Audio Processing
Audio Processing Overview
Deeptrain's audio processing module bridges the gap between acoustic data and Large Language Models. It allows AI agents to "hear" and understand spoken content, environmental sounds, or recorded meetings by converting audio into high-fidelity text transcriptions and searchable vector embeddings.
By leveraging the Transcribe API, you can feed raw audio data into your RAG (Retrieval-Augmented Generation) pipeline, enabling agents to answer questions based on podcasts, lectures, or voice memos.
Supported Audio Formats
Deeptrain supports a wide range of standard audio formats, including:
- Lossless:
.wav,.flac - Lossy:
.mp3,.m4a,.aac,.ogg
The Transcribe API
The Transcribe API is the primary interface for converting audio signals into actionable text data. It handles noise reduction, speaker diarization, and timestamping to ensure the resulting text is contextually rich for LLM consumption.
Usage Example
from deeptrain import AudioProcessor
# Initialize the processor
audio_tool = AudioProcessor(api_key="your_api_key")
# Transcribe a local file or a remote URL
result = audio_tool.transcribe(
source="path/to/meeting_record.mp3",
language="en",
diarization=True
)
print(f"Transcription: {result['text']}")
print(f"Speakers identified: {result['speaker_count']}")
API Reference
| Parameter | Type | Description |
| :--- | :--- | :--- |
| source | str | Path to a local audio file or a valid URL. |
| language | str | (Optional) ISO 639-1 language code. Defaults to auto-detection. |
| diarization | bool | Whether to distinguish between different speakers. |
| timestamp | bool | If true, returns the start/end time for every transcribed segment. |
Returns: A TranscriptionResult object containing the full text, metadata, and optional speaker segments.
Integrating Audio into AI Memory
Beyond simple transcription, Deeptrain allows you to index audio content directly into your localized embedding database. This enables your AI agent to perform semantic searches across hours of audio data without needing to re-process the files.
Vectorizing Audio Content
from deeptrain import MultiModalConnector
connector = MultiModalConnector()
# Process audio and store in the localized embedding database
connector.ingest_audio(
file_path="podcasts/episode_01.wav",
metadata={"category": "education", "id": 101}
)
# Query the audio content using natural language
response = connector.query("What was discussed regarding transformer architectures in the podcast?")
Key Capabilities
- Model-Agnostic Integration: Use the transcribed output with any of the 200+ supported LLMs, including GPT-4, Claude, or Llama 3.
- Context Extension: Circumvent context window limits by storing transcribed audio in a vector store and retrieving only the relevant snippets during inference.

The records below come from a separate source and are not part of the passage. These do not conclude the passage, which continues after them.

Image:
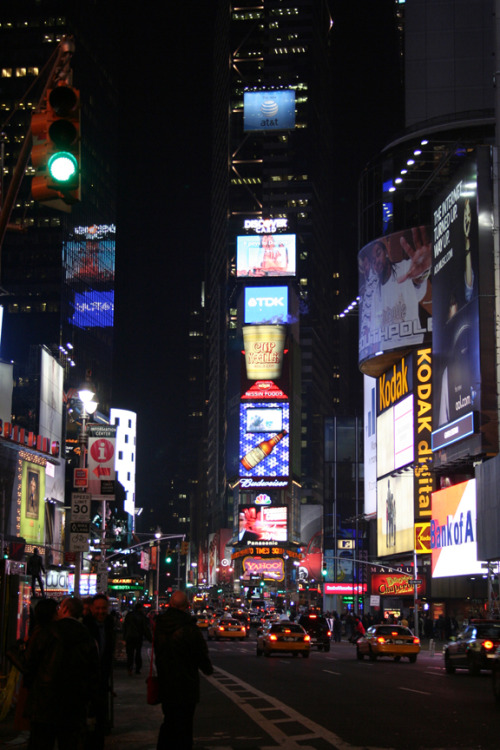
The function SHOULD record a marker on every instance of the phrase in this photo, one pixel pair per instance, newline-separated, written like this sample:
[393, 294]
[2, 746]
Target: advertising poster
[269, 110]
[453, 531]
[266, 304]
[32, 526]
[101, 460]
[455, 343]
[311, 536]
[395, 514]
[262, 255]
[262, 523]
[264, 450]
[395, 292]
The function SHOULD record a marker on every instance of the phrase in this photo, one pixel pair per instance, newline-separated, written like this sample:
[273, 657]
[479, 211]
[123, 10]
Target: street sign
[80, 506]
[78, 542]
[80, 527]
[81, 478]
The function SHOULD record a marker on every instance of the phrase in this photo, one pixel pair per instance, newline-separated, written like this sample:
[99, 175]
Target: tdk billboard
[269, 110]
[266, 304]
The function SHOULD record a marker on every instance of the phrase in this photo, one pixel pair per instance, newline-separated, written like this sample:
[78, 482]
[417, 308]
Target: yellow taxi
[283, 637]
[204, 621]
[388, 640]
[226, 627]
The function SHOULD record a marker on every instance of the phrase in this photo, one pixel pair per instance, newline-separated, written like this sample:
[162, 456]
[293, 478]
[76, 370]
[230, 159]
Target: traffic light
[55, 152]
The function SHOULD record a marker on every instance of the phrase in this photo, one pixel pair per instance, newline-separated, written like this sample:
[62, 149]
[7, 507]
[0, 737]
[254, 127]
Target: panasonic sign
[266, 304]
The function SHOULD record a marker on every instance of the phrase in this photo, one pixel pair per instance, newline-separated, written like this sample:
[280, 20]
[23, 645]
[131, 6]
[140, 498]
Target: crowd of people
[67, 662]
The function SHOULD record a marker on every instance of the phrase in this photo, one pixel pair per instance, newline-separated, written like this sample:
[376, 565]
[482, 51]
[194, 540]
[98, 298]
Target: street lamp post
[86, 394]
[158, 537]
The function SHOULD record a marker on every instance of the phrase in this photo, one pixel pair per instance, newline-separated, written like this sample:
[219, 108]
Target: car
[283, 637]
[226, 627]
[474, 647]
[318, 629]
[244, 618]
[204, 621]
[388, 640]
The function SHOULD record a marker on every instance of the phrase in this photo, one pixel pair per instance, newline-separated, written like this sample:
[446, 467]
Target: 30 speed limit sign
[80, 506]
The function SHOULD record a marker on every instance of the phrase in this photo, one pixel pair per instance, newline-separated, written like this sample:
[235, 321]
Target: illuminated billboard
[395, 514]
[266, 304]
[263, 454]
[453, 531]
[395, 292]
[264, 523]
[262, 255]
[93, 309]
[269, 110]
[395, 444]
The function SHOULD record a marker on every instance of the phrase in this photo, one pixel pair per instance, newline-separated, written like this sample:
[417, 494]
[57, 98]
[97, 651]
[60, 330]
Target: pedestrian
[100, 625]
[35, 569]
[62, 673]
[135, 630]
[180, 651]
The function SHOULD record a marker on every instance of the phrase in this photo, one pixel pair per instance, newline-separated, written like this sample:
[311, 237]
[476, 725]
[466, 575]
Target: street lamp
[158, 535]
[86, 393]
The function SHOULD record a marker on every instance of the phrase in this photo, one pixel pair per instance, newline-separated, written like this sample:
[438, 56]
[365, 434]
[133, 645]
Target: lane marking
[410, 690]
[316, 731]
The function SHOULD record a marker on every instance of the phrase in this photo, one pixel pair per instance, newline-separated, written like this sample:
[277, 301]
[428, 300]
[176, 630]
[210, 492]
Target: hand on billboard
[420, 257]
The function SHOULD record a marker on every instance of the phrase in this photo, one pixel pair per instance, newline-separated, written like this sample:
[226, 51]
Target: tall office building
[271, 262]
[57, 267]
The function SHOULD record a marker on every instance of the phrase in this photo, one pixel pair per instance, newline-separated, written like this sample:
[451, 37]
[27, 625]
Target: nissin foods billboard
[269, 110]
[266, 304]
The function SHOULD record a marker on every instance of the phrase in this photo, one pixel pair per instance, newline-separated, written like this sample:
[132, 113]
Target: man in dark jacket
[180, 651]
[62, 674]
[135, 629]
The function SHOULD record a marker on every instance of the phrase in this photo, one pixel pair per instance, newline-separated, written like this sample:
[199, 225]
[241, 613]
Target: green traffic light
[62, 167]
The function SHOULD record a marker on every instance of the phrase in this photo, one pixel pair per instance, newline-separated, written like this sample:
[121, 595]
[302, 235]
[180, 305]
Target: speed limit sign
[80, 506]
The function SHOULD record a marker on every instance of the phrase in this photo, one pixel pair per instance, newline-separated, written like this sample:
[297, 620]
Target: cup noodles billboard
[264, 348]
[453, 531]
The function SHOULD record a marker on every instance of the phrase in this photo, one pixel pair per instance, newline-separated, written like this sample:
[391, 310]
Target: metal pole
[158, 576]
[83, 447]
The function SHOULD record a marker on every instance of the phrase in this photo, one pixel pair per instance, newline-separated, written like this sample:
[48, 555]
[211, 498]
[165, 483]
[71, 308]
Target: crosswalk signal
[56, 149]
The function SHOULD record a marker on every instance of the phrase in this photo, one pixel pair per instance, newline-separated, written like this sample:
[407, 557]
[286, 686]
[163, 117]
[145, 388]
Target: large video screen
[266, 304]
[395, 441]
[264, 452]
[262, 523]
[453, 531]
[262, 255]
[93, 309]
[269, 110]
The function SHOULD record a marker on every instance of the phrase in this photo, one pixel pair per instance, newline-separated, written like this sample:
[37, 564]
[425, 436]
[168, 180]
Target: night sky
[164, 195]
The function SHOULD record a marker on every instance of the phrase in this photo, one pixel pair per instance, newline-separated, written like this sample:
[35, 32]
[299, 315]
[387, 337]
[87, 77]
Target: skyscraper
[271, 198]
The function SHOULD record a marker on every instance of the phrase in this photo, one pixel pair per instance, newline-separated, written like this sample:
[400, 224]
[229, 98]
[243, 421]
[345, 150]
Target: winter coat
[180, 651]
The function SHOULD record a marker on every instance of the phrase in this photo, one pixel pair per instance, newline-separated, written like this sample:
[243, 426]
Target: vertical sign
[101, 461]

- Live Stream Processing: (Internal) Deeptrain utilizes an internal buffering mechanism to handle long-form audio streams, ensuring memory efficiency during transcription of large files.
Configuration
To optimize audio processing, you can configure the following global settings in your config.yaml or environment variables:
AUDIO_CHUNK_SIZE: Determines the segment length for processing large files (default: 30s).SAMPLING_RATE: Sets the target frequency for audio normalization (default: 16000Hz).ENABLE_NOISE_CANCELLATION: Boolean flag to toggle pre-processing filters for clearer transcriptions.